Friday, 22 December 2017

A Letter to 19 Year Old Venoshia Vellasamy

Dear Venoshia,

Hi – You’re about to turn 30 in approximately 2 weeks, and i'd like to share something with you.

You are probably sitting and scrolling Friendster in that room of yours, Block G for Gandhi in Inti International University - taking a break from understanding the infamous case of Donoghue v. Stevenson (1932) , for your final Law Paper.

Venoshia, luck wouldn’t be on your side (yet again), you’ll be scoring a C Minus which will only qualify you a partial pass certificate in A levels, halting your plans to continue the Bachelor of Arts Programme in Inti University in March 2008.

Tomorrow, you would miraculously forget the essence of Donoghue v. Stevenson; you will forget the story of the snail in the bottle. Nonetheless you would walk out of the exam hall feeling extremely excited about that Bachelor’s programme that you would walk up to the faculty to sign up for the Jan 2008 programme , using your trial grades – because you thought despite forgetting the case study of D V. S, you would have nailed the others. (You still have this very odd sense of confidence)

You didn’t obviously.

Come March 2008, you would be looking at your laptop screen, aghast. You would hyper-ventilate a little bit, before you call your confidante (and mom) Kalai Chelvi to share the unfortunate news.

Kalai Chelvi as a believer of miracles never would feel hopeless or say things that would let you down regardless because she never believed in a dead end. NEVER.

She would calm you down, tell you to first shower and to pray for a good 15 mins, and then walk to the cafeteria to grab something quick before you make your way to the faculty to discuss ‘possibilities’.

Like a religion, you would listen to her, because that would give you hope. Every step you take to the faculty would question your chances of scoring an exemption to this. You are 2 and half months down the Degree programme, you are about to complete the first semester – and this happened.

As you walk towards the faculty, you would try so hard to digest Kalai Chelvi’s aspirations and beliefs. But you would just listen to her at that time, because whatever she said to you on the phone was more or less like a Sermon on Hope.
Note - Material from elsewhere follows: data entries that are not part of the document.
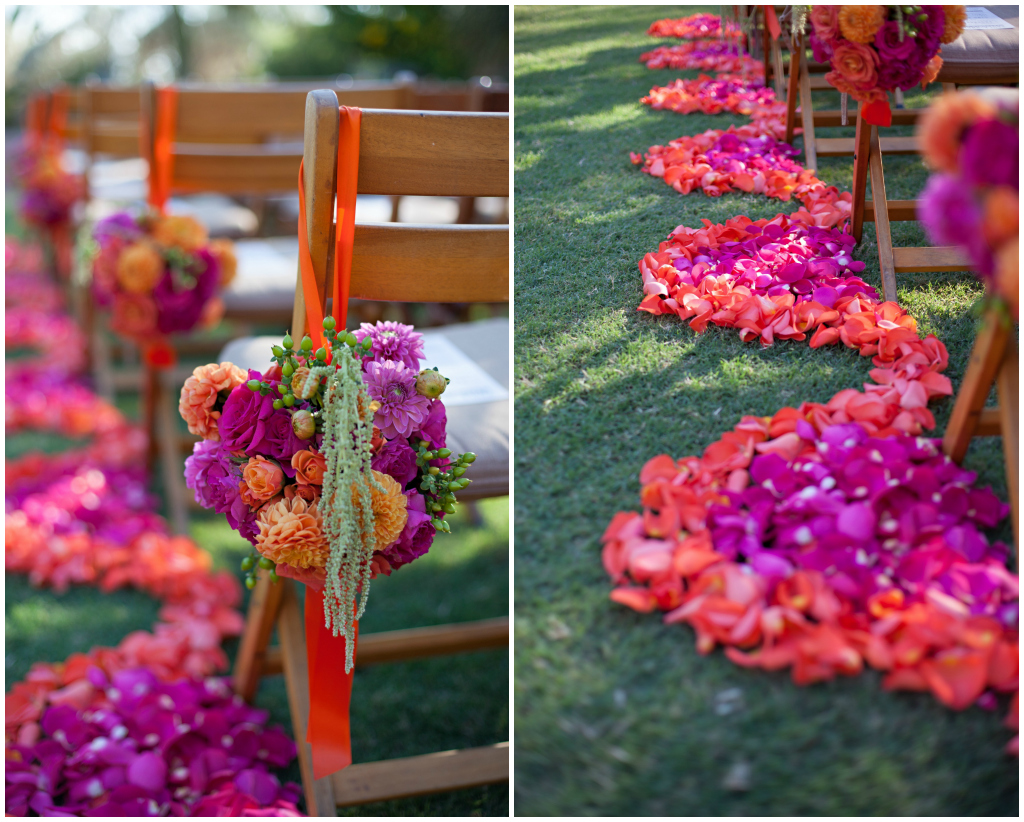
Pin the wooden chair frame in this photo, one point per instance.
(993, 360)
(426, 161)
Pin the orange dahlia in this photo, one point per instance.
(291, 531)
(200, 393)
(955, 17)
(860, 24)
(390, 511)
(139, 268)
(941, 126)
(183, 232)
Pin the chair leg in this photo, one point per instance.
(882, 229)
(861, 156)
(1007, 384)
(170, 458)
(291, 629)
(807, 116)
(264, 606)
(793, 89)
(986, 357)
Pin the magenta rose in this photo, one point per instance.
(434, 426)
(243, 421)
(396, 460)
(417, 536)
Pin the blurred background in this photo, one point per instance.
(122, 45)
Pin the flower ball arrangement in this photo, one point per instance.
(48, 190)
(333, 464)
(877, 49)
(972, 200)
(159, 274)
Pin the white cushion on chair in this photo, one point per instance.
(266, 276)
(481, 428)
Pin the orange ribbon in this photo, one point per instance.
(771, 20)
(330, 687)
(162, 159)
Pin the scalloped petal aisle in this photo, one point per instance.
(145, 728)
(828, 536)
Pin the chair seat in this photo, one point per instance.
(265, 279)
(478, 427)
(984, 55)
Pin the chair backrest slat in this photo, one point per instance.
(412, 153)
(397, 262)
(440, 154)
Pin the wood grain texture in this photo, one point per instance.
(941, 258)
(881, 213)
(844, 146)
(413, 776)
(420, 263)
(986, 359)
(291, 629)
(264, 605)
(434, 153)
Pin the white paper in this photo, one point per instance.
(980, 18)
(469, 384)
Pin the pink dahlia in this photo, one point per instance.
(393, 341)
(401, 409)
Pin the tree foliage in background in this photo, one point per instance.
(444, 42)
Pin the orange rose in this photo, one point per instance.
(1001, 215)
(292, 531)
(182, 232)
(955, 18)
(860, 24)
(858, 65)
(139, 268)
(931, 71)
(263, 479)
(200, 394)
(390, 510)
(940, 127)
(309, 466)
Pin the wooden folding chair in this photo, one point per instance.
(805, 78)
(993, 360)
(419, 153)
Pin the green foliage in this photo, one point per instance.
(615, 712)
(446, 42)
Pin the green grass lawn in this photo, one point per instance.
(397, 709)
(615, 712)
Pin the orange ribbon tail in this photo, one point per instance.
(330, 687)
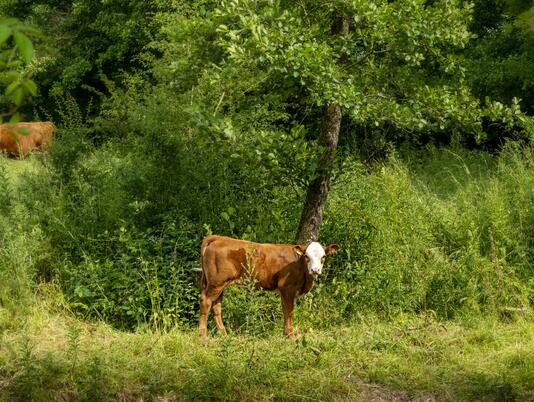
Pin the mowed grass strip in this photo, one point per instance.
(54, 357)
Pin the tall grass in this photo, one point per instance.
(444, 231)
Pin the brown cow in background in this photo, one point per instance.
(20, 139)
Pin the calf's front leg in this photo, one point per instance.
(288, 300)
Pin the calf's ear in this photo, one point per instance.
(299, 249)
(330, 249)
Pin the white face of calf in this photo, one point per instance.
(314, 255)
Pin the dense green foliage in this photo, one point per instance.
(16, 55)
(207, 122)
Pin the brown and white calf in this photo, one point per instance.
(288, 269)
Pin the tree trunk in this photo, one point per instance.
(312, 213)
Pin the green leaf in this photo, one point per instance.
(7, 77)
(11, 88)
(18, 96)
(24, 45)
(30, 86)
(5, 32)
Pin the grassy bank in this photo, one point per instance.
(429, 298)
(57, 357)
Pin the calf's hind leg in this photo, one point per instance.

You would then experience what we fashionably call the ‘Worst Case Scenario’ – where this person you had to call your ‘Head of Department’ would question your faith in God and you would get extremely upset – BUT, you would remain calm because your belieF is stronger than his filthy mind. You would be in your best behaviour and 9 years later – I must say that I am extremely proud of you!

You would find a corner in campus to call up mom then and cry like a hungry baby – you would be sad and everything else would seem hopeless. I must warn you that during the conversation, Kalai Chelvi will try to fit her wisdom about things you neglected along the way – it would annoy you but you would not say anything because you accept and respect her, although you know it was not really the time to highlight things like that – again Venoshia, I am proud of you.
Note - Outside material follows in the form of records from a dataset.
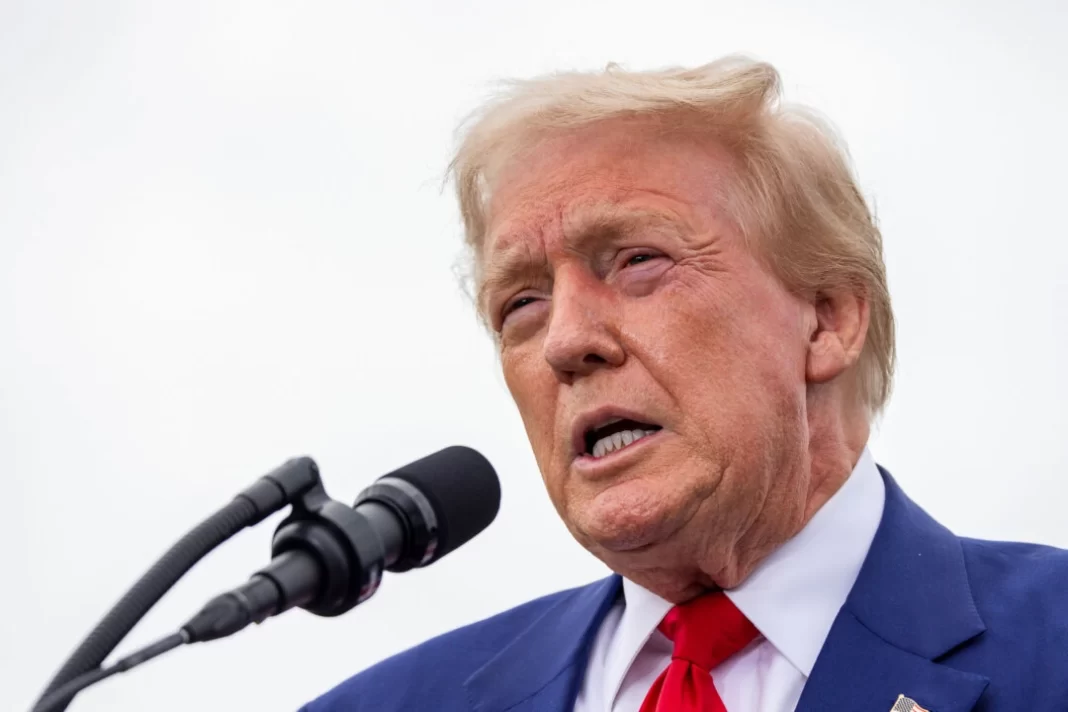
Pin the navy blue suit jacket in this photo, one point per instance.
(955, 623)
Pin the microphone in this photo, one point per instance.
(328, 557)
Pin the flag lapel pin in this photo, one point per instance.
(907, 705)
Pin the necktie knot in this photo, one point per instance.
(707, 630)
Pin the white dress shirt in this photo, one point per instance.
(792, 598)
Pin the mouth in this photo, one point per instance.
(605, 433)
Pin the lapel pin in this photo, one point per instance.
(907, 705)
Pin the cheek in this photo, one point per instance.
(533, 390)
(725, 352)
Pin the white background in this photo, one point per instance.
(223, 242)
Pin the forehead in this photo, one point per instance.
(600, 177)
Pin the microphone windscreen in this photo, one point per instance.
(461, 487)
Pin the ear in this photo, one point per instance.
(837, 335)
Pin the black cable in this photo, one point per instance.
(60, 698)
(145, 592)
(260, 500)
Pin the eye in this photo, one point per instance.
(516, 304)
(639, 258)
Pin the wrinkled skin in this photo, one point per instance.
(616, 282)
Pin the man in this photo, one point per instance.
(690, 302)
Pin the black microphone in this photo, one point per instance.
(329, 557)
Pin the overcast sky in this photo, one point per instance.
(223, 242)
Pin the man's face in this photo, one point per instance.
(658, 365)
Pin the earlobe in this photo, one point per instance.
(837, 338)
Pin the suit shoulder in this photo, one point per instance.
(441, 664)
(1034, 572)
(1022, 587)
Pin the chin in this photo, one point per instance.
(626, 519)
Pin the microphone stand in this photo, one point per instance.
(264, 497)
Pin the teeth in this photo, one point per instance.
(617, 441)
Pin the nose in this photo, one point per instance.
(582, 334)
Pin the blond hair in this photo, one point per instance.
(795, 194)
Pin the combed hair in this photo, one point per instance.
(794, 195)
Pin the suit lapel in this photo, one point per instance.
(911, 604)
(860, 671)
(542, 667)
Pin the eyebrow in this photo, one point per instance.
(516, 263)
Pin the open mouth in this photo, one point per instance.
(614, 436)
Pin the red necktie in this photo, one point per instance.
(706, 631)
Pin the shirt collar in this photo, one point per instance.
(794, 596)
The pep talk would last about 10 mins before she comes up with another brilliant idea- asking you to pen down an appeal to which she will ask you to personally hand it to the co-founder of Inti – Prof Dr Lee Fah Onn.

You would die a little inside when you hear this, you would be afraid to approach him- But the feisty ‘little’ Kalai Chelvi will not let you walk out. She would push you with multiple phone calls – until you would have to explain to her that you need some time out to prepare the appeal letter.
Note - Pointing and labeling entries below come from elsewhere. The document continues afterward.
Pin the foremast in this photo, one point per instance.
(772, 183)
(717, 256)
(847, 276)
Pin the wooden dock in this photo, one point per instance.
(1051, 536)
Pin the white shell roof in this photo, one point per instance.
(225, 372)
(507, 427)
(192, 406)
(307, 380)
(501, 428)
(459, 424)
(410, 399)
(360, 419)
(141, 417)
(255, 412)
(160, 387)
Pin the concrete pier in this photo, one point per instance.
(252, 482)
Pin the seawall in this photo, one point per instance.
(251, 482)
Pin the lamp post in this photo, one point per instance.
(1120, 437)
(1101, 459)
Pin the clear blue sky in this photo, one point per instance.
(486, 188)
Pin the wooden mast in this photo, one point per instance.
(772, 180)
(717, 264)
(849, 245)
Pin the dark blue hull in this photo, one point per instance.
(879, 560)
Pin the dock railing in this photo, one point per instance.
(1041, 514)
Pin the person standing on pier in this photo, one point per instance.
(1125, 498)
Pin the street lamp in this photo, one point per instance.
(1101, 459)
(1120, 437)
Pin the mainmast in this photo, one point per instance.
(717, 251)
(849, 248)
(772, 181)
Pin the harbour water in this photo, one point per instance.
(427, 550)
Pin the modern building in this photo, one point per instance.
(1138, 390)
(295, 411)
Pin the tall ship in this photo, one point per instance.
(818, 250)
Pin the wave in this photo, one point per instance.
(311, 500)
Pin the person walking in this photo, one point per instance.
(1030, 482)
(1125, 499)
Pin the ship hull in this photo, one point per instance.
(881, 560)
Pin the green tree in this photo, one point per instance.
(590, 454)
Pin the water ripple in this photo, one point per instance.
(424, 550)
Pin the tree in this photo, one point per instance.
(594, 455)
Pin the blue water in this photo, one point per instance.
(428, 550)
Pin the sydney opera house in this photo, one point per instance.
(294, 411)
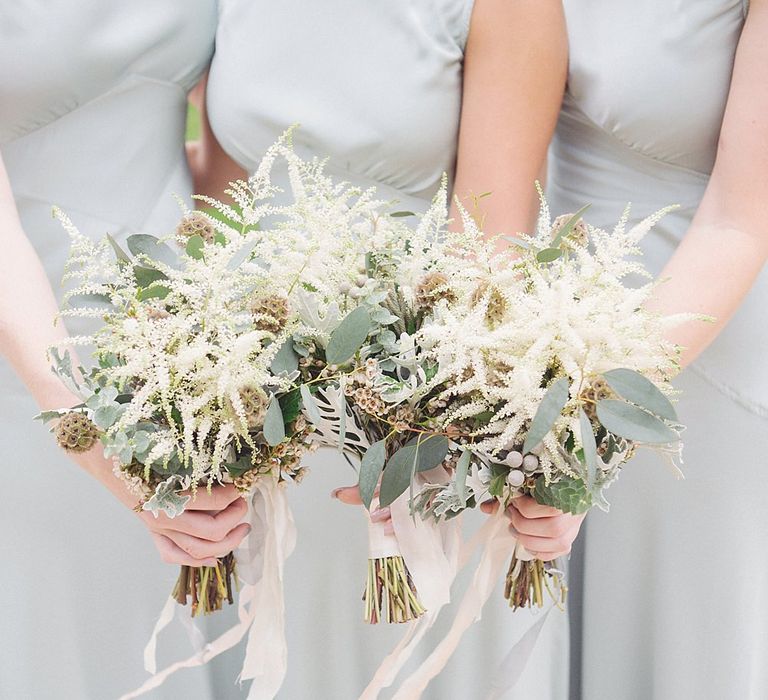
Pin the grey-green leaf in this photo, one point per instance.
(120, 254)
(462, 470)
(286, 360)
(420, 454)
(590, 448)
(634, 387)
(349, 336)
(274, 427)
(370, 471)
(629, 421)
(569, 225)
(548, 255)
(310, 405)
(549, 410)
(153, 248)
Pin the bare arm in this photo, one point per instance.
(212, 169)
(515, 69)
(27, 310)
(727, 244)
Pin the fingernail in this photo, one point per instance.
(380, 514)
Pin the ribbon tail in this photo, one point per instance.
(498, 547)
(266, 654)
(515, 662)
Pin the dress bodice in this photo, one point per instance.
(92, 102)
(647, 89)
(375, 86)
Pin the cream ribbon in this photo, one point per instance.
(261, 602)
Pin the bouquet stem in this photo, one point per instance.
(527, 581)
(390, 594)
(208, 586)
In the next two hours, you would score an appointment with Dr Lee, who would read your letter and ask you :

“You have the first set of Communications exams in April 2008, and the next round of A-Levels exams is also in April – in fact a week after your Degree papers – we are talking about 8 theory papers here all together”

With a heartbeat – you would say “Yes, Prof I’m up for it”

You would be given a second chance to redo your final set of A-Levels papers to qualify for the Degree programme that you are already in – and the rest is history.

10 years later, I am proud of you, 20 year old Venoshia. With a little push from Kalai Chelvi, you strive.

You were a zombie for about 30 days ; but you survived 6 pre uni papers from 3 subjects (Law, Economics and Business) and 4 first year papers (Comm History, Comm Theory, Human Comm and Sociology).

When you walk into the second semester, you would tell yourself ‘You did good Venoshia, you handled a storm’ – Well, you underestimated yourself then babe.

That's your face after you passing the papers #mandatoryselfie (Hashtags, you will learn soon)

In the next 9 years, you would be looking at hurricanes, cyclones, and typhoons - same weather conditions but of different names to explain different situations. And every time these happened, you would recall this little incident of self discovery.

And 9 years later, Kalai Chelvi is still the same person. Forever beautiful in and out. You still question her beliefs, but then you would recall these little things she had done over the years to hold on to that inner spirit of yours. You would always thank her for not letting you ‘shut down’. 


9 years later, you would hear of Prof Dr Lee’s passing, and you would cry recalling the good times he gave you throughout your time in Inti. You would recall walking to his office to share your plans and progress and how he saw you as the ‘PR Girl’ before anyone else. You would cry that the world lost an excellent educator like Prof Dr Lee.


Emeritus Prof Dr Lee Fah Onn, the man that made things happen. RIP Sir


In March 2008, you would walk up to that HOD of yours and politely tell him how fate continues to strengthen your faith in God. You would tell him to reevaluate his values and approach as an educator.

Otherwise, 9 years later, after a handful of incidents and a few extra pounds - you are ok.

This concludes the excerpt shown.